HONOLULU — The Hawai‘i Meth Project announced Friday that Joe Perez has joined the organization as its new executive director.
He succeeds Founding Director Cindy Adams who has served since its launch in June 2009.
The Hawai‘i Meth Project is a non-profit organization that implements a range of advertising and community action programs to reduce methamphetamine use in the state. Perez will be responsible for driving the project’s strategic direction, community outreach and education, fund development efforts, and business operations.
“Having spent my career as an educator and in public service, I’ve seen, first-hand, the challenges of trying to address the collateral damage caused by meth addiction,” Perez said in a news release.
“I look forward to working with the Hawai‘i Meth Project and the local community to address the issue, up-front, through prevention so we do not have to bear the staggering human and financial cost of the downstream effects. We have the opportunity to build on the success of the Project over the past two years and take the program to the next level.”
Born and raised in Hawai‘i, Perez most recently served as Public Information Officer for the Hawai‘i Department of Human Services. A former educator, Perez’s career path led him to numerous leadership roles in the education field in Los Angeles, including Head of The Country School, an independent school serving pre-kindergarten through 8th grade students.

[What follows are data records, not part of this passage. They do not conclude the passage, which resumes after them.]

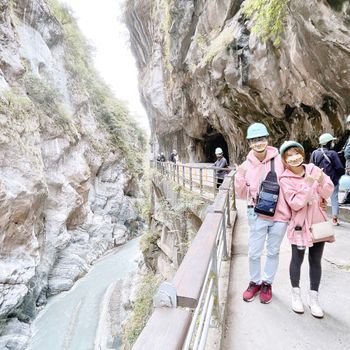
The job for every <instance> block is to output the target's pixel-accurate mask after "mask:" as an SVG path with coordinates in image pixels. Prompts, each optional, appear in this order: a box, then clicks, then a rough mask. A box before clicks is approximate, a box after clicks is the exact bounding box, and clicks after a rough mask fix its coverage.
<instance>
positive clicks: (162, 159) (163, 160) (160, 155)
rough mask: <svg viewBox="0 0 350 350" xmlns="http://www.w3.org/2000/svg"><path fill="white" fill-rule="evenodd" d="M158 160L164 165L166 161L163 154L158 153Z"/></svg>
mask: <svg viewBox="0 0 350 350" xmlns="http://www.w3.org/2000/svg"><path fill="white" fill-rule="evenodd" d="M159 160H160V161H161V162H162V163H164V162H165V161H166V158H165V155H164V153H163V152H160V157H159Z"/></svg>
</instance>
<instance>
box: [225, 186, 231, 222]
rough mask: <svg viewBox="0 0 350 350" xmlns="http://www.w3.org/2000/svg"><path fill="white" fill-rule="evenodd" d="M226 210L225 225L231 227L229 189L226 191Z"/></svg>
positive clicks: (229, 189)
mask: <svg viewBox="0 0 350 350" xmlns="http://www.w3.org/2000/svg"><path fill="white" fill-rule="evenodd" d="M226 206H227V208H226V210H227V227H228V228H229V227H231V213H230V211H231V209H230V189H229V190H228V191H227V203H226Z"/></svg>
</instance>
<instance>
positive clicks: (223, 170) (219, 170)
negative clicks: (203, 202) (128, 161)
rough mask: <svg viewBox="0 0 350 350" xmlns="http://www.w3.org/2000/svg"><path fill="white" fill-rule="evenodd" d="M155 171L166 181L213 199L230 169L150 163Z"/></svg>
mask: <svg viewBox="0 0 350 350" xmlns="http://www.w3.org/2000/svg"><path fill="white" fill-rule="evenodd" d="M151 164H152V165H153V166H155V167H156V168H157V170H158V171H159V172H160V173H161V174H163V175H165V176H166V177H167V178H168V179H171V180H173V181H174V182H176V183H178V184H179V185H182V186H183V187H184V188H187V189H189V190H190V191H193V192H197V193H200V194H201V195H203V193H206V194H212V195H213V198H214V197H215V196H216V194H217V192H218V188H219V186H220V184H221V183H222V179H221V178H222V176H220V175H219V174H220V173H224V174H225V175H227V174H229V172H230V171H231V169H230V168H218V167H214V166H210V165H208V164H200V163H198V164H182V163H172V162H159V161H156V162H151Z"/></svg>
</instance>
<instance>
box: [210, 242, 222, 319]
mask: <svg viewBox="0 0 350 350" xmlns="http://www.w3.org/2000/svg"><path fill="white" fill-rule="evenodd" d="M218 248H219V246H216V247H215V249H214V250H213V257H212V259H213V260H212V265H211V272H212V278H213V289H212V294H213V296H214V310H215V314H216V315H215V316H216V319H217V320H220V310H219V270H218V259H217V251H218V250H217V249H218Z"/></svg>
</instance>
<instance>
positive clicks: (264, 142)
mask: <svg viewBox="0 0 350 350" xmlns="http://www.w3.org/2000/svg"><path fill="white" fill-rule="evenodd" d="M250 147H251V148H252V149H253V150H254V151H255V152H258V153H261V152H264V151H265V149H266V147H267V141H259V142H255V143H253V144H252V145H251V146H250Z"/></svg>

Prior to that Perez developed human service and educational programs with New Visions Foundation, a nonprofit focused on finding innovative ways to provide a wide range of learning-based programs to underserved urban youth.

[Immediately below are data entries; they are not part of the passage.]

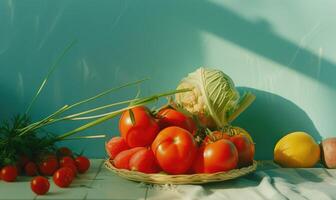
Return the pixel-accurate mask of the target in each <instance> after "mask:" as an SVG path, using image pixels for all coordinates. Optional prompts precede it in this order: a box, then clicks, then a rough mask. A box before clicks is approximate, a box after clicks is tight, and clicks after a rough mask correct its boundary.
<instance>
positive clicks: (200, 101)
mask: <svg viewBox="0 0 336 200" xmlns="http://www.w3.org/2000/svg"><path fill="white" fill-rule="evenodd" d="M178 89H189V90H190V91H188V92H184V93H178V94H176V96H175V97H176V98H175V100H173V99H171V100H170V102H169V103H168V104H167V105H165V106H163V107H162V108H160V109H157V110H153V111H151V110H150V109H149V108H148V107H145V106H137V107H134V108H132V109H128V110H125V111H124V112H123V113H122V114H121V117H120V121H119V131H120V136H118V137H114V138H112V139H111V140H110V141H108V142H107V143H106V145H105V147H106V151H107V154H108V155H109V157H110V160H111V162H112V164H113V165H114V166H115V167H116V168H119V169H126V170H132V171H139V172H143V173H158V172H161V171H164V172H165V173H167V174H174V175H175V174H192V173H216V172H225V171H228V170H232V169H235V168H241V167H245V166H249V165H251V164H253V158H254V152H255V149H254V148H255V147H254V143H253V140H252V138H251V136H250V135H249V134H248V133H247V132H246V131H245V130H243V129H242V128H239V127H232V126H231V125H230V123H231V122H232V121H233V120H234V119H235V118H236V117H237V116H238V115H239V114H240V113H242V112H243V111H244V110H245V109H246V108H247V107H248V106H249V105H250V104H251V103H252V102H253V100H254V99H255V96H254V95H252V94H250V93H247V94H245V95H243V97H242V98H240V96H239V93H238V91H237V90H236V88H235V87H234V84H233V82H232V80H231V79H230V77H228V76H227V75H225V74H224V73H223V72H221V71H219V70H213V69H206V68H200V69H198V70H197V71H195V72H193V73H191V74H189V76H188V77H186V78H184V79H183V80H182V81H181V83H180V85H179V86H178Z"/></svg>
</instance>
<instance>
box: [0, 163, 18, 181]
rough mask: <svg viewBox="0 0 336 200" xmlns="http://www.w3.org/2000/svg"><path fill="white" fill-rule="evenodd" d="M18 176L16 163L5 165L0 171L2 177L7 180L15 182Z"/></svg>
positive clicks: (1, 176) (5, 180) (17, 170)
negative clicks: (10, 164)
mask: <svg viewBox="0 0 336 200" xmlns="http://www.w3.org/2000/svg"><path fill="white" fill-rule="evenodd" d="M17 176H18V170H17V167H16V166H15V165H7V166H4V167H3V168H2V169H1V171H0V177H1V179H2V180H4V181H6V182H13V181H15V180H16V177H17Z"/></svg>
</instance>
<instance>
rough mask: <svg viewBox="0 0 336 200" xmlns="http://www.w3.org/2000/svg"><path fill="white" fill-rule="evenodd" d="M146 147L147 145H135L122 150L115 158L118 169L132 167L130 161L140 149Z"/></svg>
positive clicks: (121, 168)
mask: <svg viewBox="0 0 336 200" xmlns="http://www.w3.org/2000/svg"><path fill="white" fill-rule="evenodd" d="M141 149H146V148H145V147H134V148H132V149H128V150H125V151H122V152H120V153H119V154H118V155H117V156H116V157H115V158H114V160H113V164H114V166H115V167H116V168H118V169H130V168H129V161H130V159H131V157H132V156H133V155H134V154H135V153H136V152H137V151H139V150H141Z"/></svg>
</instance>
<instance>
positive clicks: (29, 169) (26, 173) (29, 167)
mask: <svg viewBox="0 0 336 200" xmlns="http://www.w3.org/2000/svg"><path fill="white" fill-rule="evenodd" d="M24 170H25V173H26V175H27V176H36V175H37V173H38V171H37V165H36V164H35V163H34V162H32V161H29V162H28V163H27V164H26V165H25V167H24Z"/></svg>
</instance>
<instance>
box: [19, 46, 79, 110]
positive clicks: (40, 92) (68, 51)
mask: <svg viewBox="0 0 336 200" xmlns="http://www.w3.org/2000/svg"><path fill="white" fill-rule="evenodd" d="M75 44H76V40H74V41H72V42H71V43H70V44H69V45H68V46H67V47H66V48H65V49H64V50H63V52H62V53H61V55H60V56H58V58H57V59H56V62H55V63H54V64H53V65H52V66H51V67H50V68H49V71H48V73H47V76H46V77H45V78H44V79H43V81H42V83H41V85H40V87H39V88H38V90H37V92H36V94H35V96H34V97H33V99H32V100H31V102H30V103H29V105H28V107H27V110H26V112H25V113H26V114H28V113H29V112H30V110H31V108H32V106H33V104H34V103H35V101H36V99H37V97H38V96H39V95H40V93H41V91H42V89H43V88H44V86H45V85H46V84H47V82H48V80H49V77H50V76H51V74H52V73H53V72H54V71H55V69H56V67H57V66H58V65H59V64H60V62H61V60H63V58H64V56H65V55H66V54H67V53H68V52H69V50H70V49H71V48H72V47H73V46H74V45H75Z"/></svg>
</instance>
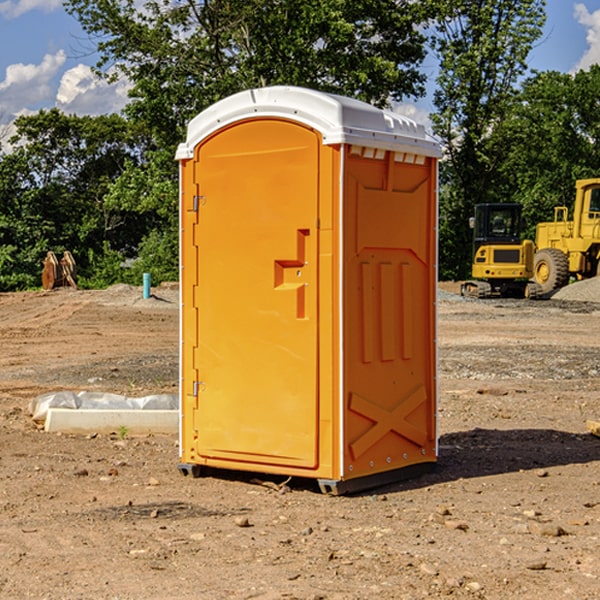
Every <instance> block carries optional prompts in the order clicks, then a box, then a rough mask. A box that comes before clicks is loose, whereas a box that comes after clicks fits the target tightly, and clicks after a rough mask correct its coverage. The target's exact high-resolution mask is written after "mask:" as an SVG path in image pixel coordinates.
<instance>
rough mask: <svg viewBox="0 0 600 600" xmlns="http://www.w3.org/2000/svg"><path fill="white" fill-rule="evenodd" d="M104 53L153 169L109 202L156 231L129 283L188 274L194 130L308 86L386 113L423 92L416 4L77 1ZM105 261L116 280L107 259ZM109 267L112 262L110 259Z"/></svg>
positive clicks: (115, 188)
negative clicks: (284, 86)
mask: <svg viewBox="0 0 600 600" xmlns="http://www.w3.org/2000/svg"><path fill="white" fill-rule="evenodd" d="M66 7H67V10H68V11H69V12H70V13H71V14H73V15H74V16H75V17H76V18H77V19H78V20H79V22H80V23H81V25H82V26H83V28H84V30H85V31H86V32H87V33H88V34H89V36H90V40H91V41H92V43H93V44H94V45H96V47H97V50H98V52H99V54H100V60H99V62H98V64H97V73H98V74H101V75H102V76H104V77H107V78H108V79H111V78H117V77H121V76H124V77H126V78H127V79H128V80H129V81H130V82H131V84H132V87H131V90H130V98H131V101H130V103H129V104H128V106H127V107H126V109H125V113H126V115H127V117H128V118H129V119H130V121H131V122H132V123H134V124H135V125H136V126H138V127H141V128H143V130H144V131H146V132H148V134H149V136H150V137H151V139H152V143H151V144H149V145H148V147H147V149H146V152H145V153H144V156H143V160H142V161H136V160H131V161H128V162H127V163H126V165H125V168H124V170H123V172H122V174H121V176H120V177H119V179H118V180H117V181H115V182H113V183H111V184H110V185H109V188H108V191H107V194H106V197H105V198H104V200H105V203H104V205H105V206H106V207H108V208H110V209H111V210H112V211H115V212H116V213H117V214H130V215H133V214H136V215H138V216H139V217H140V218H144V219H145V220H146V221H147V222H148V223H150V222H151V223H152V225H151V226H150V227H149V228H148V229H147V230H146V235H147V237H145V238H144V239H143V241H142V243H140V244H139V246H138V251H139V256H138V260H137V261H136V262H135V263H134V266H133V267H132V269H131V271H130V272H129V276H130V277H137V276H138V274H139V273H138V271H140V270H141V269H143V270H147V271H150V272H151V273H152V274H153V279H159V280H160V279H163V278H168V277H177V238H178V228H177V214H178V206H177V202H178V192H177V190H178V186H177V165H176V163H175V162H174V160H173V156H174V153H175V149H176V146H177V144H178V143H179V142H181V141H183V139H185V129H186V126H187V123H188V122H189V121H190V120H191V119H192V118H193V117H194V116H195V115H196V114H198V113H199V112H201V111H202V110H204V109H205V108H207V107H208V106H210V105H211V104H213V103H214V102H216V101H218V100H220V99H221V98H224V97H226V96H229V95H231V94H233V93H235V92H238V91H240V90H243V89H248V88H252V87H260V86H267V85H275V84H286V85H299V86H305V87H311V88H316V89H320V90H323V91H328V92H335V93H340V94H344V95H348V96H353V97H356V98H360V99H362V100H365V101H367V102H371V103H373V104H376V105H379V106H383V105H386V104H388V103H389V102H390V101H391V100H400V99H402V98H404V97H406V96H414V97H416V96H418V95H421V94H422V93H423V92H424V81H425V76H424V75H423V74H422V73H420V71H419V64H420V63H421V61H422V60H423V58H424V56H425V41H426V40H425V37H424V35H423V33H421V31H420V29H419V28H418V26H419V25H420V24H422V23H424V22H425V21H426V19H427V17H428V11H430V10H432V7H431V6H430V4H429V3H418V2H417V3H415V2H413V1H412V0H377V1H374V0H303V1H302V2H299V1H298V0H204V1H201V2H195V1H194V0H176V1H175V2H174V1H173V0H147V1H146V2H144V3H143V4H142V5H140V3H139V2H136V1H135V0H125V1H121V0H118V1H117V0H67V2H66ZM94 261H95V263H96V264H97V265H98V266H99V268H100V265H101V264H102V265H103V266H102V270H103V272H106V273H108V272H110V271H111V269H107V267H106V265H105V264H103V261H102V257H101V255H100V254H95V255H94ZM109 262H110V261H109Z"/></svg>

Perez received a bachelor’s degree in government from Harvard University in Cambridge, Mass. He currently serves as a member of the board of advisors for The Country School in Valley Village, California and Films by Youth Inside in Los Angeles.
The Hawai‘i Meth Project (www.hawaiimethproject.org) is affiliated with the Meth Project, a national non-profit organization headquartered in Palo Alto, Calif., aimed at significantly reducing meth use through public service messaging, public policy, and community outreach.

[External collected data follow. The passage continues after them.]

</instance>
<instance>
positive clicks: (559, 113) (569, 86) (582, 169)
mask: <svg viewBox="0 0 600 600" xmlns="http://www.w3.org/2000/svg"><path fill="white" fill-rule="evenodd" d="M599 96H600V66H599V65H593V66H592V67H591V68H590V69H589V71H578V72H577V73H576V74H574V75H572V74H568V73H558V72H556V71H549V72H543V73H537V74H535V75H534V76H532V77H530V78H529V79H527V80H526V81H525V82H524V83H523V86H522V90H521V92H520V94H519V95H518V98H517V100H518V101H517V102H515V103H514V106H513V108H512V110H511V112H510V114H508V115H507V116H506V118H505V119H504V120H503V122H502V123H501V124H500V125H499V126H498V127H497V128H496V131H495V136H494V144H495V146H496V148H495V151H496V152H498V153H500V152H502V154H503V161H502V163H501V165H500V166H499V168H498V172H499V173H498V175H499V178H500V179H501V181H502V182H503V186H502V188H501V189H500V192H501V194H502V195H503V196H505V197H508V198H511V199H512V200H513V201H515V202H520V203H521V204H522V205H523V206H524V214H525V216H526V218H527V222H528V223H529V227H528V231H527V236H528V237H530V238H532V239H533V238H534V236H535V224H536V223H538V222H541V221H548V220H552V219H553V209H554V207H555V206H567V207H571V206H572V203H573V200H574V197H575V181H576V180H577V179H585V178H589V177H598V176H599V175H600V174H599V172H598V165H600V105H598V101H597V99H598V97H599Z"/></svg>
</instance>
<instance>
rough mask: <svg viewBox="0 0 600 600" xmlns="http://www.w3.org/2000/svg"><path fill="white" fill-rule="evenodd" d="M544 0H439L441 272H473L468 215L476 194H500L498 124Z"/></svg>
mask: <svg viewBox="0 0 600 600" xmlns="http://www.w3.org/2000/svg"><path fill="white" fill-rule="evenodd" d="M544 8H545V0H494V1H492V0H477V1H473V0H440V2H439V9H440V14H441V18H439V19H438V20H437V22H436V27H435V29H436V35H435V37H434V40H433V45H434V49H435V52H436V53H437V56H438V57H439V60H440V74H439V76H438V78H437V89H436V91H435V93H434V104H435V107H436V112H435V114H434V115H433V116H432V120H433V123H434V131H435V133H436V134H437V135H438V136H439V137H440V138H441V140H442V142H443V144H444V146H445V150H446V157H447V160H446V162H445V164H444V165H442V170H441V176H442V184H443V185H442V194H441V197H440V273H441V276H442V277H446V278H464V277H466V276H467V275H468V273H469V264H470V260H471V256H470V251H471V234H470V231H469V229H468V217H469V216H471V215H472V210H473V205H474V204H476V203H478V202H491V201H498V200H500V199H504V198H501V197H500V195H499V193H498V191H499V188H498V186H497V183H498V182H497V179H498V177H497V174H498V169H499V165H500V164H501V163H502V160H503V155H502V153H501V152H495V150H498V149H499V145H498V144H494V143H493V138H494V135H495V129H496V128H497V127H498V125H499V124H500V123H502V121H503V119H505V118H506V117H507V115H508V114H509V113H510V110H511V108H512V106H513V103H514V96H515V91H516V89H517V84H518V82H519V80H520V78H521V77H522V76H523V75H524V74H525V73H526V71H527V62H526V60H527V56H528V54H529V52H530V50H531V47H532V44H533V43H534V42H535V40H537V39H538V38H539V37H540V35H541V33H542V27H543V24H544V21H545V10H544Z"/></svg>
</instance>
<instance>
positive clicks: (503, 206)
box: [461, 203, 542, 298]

“We are grateful to Cindy, who was pivotal to the successful launch of the Hawai‘i Meth Project,” said Mark de Reus, chairman of the Board for the Hawai‘i Meth Project. “On behalf of the Board and Advisory Council, I would like to extend our deepest appreciation to Cindy for her dedication and work to prevent Meth use.
“The Hawai‘i Meth Project has had a substantial impact in two years and we are fortunate to have Joe’s leadership and experience to continue this vitally important work,” he added.